Duas décadas se passaram e o álbum continua sendo fundamental para se entender o Brasil contemporâneo, sobretudo numa conjuntura onde as contradições são aguçadas por uma crise econômica, social e política. É uma crônica, a partir do ponto de vista dos debaixo, sobre racismo, luta de classes, repressão estatal, periferia e resistência, uma obra definitiva que merece estar em qualquer lista de melhores discos de todos tempos da música popular brasileira.

Refletir sobre o conteúdo de uma obra como essa no fim de um ano que começou com um surto de chacinas em vários presídios, foi marcado pelos vários tiroteios que voltaram a atingir as favelas cariocas, como os que ocorreram nas favelas da Rocinha e do Jacarezinho, no cenário de alto desemprego e constantes ataques do poder branco e burguês aos direitos do povo, é exercitar o conteúdo crítico e intelectual que a periferia contribui com a sua cultura, sua produção, esse é o valor que o álbum nos coloca e provoca.
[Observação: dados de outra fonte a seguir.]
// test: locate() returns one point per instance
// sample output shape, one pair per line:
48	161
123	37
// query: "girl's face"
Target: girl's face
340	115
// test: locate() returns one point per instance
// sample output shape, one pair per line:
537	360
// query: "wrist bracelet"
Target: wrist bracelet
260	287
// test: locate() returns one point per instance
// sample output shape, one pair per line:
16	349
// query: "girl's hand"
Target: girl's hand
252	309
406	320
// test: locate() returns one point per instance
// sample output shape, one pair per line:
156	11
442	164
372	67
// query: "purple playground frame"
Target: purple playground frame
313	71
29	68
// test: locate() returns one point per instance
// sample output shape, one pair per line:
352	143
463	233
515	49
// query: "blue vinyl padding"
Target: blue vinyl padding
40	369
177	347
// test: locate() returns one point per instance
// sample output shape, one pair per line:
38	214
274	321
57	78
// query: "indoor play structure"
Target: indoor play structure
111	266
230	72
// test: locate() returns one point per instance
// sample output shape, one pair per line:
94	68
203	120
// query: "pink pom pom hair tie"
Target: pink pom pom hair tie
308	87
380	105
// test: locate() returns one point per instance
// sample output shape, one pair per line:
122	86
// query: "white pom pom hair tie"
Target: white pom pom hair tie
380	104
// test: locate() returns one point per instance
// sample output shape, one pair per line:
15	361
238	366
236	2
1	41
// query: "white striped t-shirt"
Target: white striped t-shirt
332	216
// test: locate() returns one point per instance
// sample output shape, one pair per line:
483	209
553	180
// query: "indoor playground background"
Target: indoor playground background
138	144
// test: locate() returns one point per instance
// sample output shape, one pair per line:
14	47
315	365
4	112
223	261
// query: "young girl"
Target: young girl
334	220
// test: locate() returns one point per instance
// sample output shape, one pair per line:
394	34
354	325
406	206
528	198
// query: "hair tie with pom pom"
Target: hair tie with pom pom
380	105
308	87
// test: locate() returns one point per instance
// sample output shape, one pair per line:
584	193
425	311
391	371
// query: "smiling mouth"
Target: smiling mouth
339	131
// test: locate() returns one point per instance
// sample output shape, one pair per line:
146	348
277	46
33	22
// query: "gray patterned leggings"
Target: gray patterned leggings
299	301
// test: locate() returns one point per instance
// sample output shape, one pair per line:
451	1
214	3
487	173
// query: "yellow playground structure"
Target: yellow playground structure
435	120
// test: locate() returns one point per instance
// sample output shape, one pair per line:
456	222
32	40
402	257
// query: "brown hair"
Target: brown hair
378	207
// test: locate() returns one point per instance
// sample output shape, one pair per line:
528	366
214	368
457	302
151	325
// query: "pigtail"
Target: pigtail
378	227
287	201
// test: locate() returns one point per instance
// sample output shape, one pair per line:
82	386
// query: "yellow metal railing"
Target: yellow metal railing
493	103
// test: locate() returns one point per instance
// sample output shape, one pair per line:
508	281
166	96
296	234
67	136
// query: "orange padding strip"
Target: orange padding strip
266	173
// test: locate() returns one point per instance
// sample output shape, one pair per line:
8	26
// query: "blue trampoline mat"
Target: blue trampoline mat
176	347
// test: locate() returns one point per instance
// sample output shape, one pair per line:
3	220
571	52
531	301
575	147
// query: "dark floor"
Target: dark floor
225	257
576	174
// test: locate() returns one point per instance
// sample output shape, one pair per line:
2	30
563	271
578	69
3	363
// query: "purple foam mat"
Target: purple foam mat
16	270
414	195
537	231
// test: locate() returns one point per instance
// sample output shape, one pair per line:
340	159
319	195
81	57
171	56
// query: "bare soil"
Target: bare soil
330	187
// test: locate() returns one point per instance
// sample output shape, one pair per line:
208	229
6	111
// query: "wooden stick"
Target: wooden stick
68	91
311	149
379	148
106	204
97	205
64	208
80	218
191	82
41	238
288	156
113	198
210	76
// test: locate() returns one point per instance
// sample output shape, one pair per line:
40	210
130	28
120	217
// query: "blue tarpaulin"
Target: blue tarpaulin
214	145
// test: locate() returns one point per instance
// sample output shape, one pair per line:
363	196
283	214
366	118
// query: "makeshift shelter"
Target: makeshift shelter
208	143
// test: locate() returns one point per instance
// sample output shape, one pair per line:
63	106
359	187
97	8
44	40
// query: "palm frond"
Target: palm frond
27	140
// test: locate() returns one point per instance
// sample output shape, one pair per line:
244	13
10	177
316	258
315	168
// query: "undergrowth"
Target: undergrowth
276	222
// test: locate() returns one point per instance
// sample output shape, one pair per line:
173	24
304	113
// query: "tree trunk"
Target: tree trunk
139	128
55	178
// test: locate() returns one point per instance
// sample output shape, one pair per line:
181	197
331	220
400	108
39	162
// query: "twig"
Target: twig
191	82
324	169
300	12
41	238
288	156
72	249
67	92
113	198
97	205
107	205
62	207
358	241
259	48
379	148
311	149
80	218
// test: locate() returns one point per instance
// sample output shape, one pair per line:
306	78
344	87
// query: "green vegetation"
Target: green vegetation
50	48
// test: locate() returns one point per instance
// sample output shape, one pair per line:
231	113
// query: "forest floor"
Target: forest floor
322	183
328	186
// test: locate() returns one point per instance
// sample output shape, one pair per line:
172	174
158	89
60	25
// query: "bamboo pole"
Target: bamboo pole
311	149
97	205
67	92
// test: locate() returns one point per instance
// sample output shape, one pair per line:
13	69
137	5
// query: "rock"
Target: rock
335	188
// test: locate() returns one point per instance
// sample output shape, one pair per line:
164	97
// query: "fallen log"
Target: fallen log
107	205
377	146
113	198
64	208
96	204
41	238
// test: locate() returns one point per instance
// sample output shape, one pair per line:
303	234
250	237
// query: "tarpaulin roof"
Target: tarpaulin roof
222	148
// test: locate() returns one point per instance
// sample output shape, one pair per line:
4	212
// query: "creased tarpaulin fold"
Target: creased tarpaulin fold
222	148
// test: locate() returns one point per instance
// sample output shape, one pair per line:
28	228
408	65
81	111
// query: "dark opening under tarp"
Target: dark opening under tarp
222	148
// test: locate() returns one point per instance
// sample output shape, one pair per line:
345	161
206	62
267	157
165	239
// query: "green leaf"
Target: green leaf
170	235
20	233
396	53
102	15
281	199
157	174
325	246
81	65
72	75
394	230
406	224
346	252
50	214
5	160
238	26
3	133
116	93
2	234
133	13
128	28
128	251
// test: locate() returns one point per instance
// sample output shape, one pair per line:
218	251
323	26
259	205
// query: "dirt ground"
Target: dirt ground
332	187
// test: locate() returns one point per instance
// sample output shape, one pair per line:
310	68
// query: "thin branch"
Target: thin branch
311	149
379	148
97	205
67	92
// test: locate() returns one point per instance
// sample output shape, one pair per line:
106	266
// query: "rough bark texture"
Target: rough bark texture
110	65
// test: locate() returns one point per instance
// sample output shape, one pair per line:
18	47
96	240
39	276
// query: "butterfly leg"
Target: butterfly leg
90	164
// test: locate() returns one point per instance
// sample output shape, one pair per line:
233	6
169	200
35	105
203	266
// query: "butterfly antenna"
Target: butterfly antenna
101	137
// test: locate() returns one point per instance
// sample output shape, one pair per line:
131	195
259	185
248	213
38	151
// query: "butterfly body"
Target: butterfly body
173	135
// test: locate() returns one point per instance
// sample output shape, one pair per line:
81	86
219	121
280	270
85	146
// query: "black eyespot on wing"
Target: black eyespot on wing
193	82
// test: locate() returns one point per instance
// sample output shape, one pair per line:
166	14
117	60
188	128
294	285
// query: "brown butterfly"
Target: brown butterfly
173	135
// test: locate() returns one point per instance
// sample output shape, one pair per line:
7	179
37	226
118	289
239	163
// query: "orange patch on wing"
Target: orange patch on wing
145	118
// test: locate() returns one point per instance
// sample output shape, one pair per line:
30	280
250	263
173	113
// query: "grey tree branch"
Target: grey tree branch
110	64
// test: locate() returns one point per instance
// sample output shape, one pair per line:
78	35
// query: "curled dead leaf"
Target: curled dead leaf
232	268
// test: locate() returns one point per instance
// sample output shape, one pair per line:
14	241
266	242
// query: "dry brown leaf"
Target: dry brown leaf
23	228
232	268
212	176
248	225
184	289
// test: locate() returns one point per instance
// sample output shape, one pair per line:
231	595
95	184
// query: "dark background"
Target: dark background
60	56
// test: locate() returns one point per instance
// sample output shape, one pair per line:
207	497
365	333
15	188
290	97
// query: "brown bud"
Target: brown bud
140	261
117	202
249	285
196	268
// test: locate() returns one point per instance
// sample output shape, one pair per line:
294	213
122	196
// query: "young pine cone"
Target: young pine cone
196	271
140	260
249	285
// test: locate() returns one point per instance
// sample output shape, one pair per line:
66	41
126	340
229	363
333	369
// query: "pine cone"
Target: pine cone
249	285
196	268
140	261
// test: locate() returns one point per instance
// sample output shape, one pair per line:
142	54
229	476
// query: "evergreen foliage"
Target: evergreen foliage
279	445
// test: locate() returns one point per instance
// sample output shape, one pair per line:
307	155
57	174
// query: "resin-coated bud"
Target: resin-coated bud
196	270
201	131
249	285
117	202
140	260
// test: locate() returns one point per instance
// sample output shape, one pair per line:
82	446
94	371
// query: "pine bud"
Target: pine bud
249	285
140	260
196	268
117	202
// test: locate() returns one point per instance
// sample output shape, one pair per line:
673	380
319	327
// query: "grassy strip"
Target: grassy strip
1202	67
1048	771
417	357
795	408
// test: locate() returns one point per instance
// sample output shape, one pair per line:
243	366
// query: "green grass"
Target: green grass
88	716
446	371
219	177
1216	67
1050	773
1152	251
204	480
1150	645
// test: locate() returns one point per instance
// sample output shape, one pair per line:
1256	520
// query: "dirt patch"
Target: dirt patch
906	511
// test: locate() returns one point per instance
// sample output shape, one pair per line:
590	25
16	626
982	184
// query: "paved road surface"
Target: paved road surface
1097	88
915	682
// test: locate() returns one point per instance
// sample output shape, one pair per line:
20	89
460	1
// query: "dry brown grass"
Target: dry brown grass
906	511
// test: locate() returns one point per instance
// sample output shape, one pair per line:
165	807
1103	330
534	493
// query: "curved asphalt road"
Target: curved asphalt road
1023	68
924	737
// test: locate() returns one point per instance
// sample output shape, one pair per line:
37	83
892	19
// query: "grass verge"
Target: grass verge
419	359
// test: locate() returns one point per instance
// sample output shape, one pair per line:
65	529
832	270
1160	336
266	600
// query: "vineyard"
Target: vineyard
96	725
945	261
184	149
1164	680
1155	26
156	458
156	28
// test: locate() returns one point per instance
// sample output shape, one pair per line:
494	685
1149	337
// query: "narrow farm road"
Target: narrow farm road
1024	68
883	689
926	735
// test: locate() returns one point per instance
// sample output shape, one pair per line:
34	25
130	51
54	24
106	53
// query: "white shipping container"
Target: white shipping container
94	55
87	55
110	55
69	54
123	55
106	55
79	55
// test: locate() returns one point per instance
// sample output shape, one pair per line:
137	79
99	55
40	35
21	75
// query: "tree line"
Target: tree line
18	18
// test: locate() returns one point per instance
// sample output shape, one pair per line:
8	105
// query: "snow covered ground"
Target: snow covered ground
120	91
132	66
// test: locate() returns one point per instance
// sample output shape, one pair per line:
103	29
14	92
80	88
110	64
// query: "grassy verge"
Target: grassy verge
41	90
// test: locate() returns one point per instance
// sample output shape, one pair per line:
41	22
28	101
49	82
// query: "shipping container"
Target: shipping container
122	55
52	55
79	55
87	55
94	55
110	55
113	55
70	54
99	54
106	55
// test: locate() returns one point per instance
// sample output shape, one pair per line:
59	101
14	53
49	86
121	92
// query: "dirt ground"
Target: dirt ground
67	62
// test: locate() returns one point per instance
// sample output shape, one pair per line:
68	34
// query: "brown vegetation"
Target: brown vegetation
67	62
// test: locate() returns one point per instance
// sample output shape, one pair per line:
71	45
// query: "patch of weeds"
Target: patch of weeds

Por que, em 20 anos, mesmo com políticas e compensatórias e governos ditos progressitas não conseguimos superar nenhum dos problemas relatados? Qual é a raiz desses problemas? Não existe dúvida que a periferia, sobretudo a juventude, entendeu a mensagem do disco, mas está na hora das classes médias, dos políticos, da mídia e da sociedade como um todo pararem novamente para ouvir o que os Racionais tinham e ainda tem a dizer, já a ação deixa com a gente.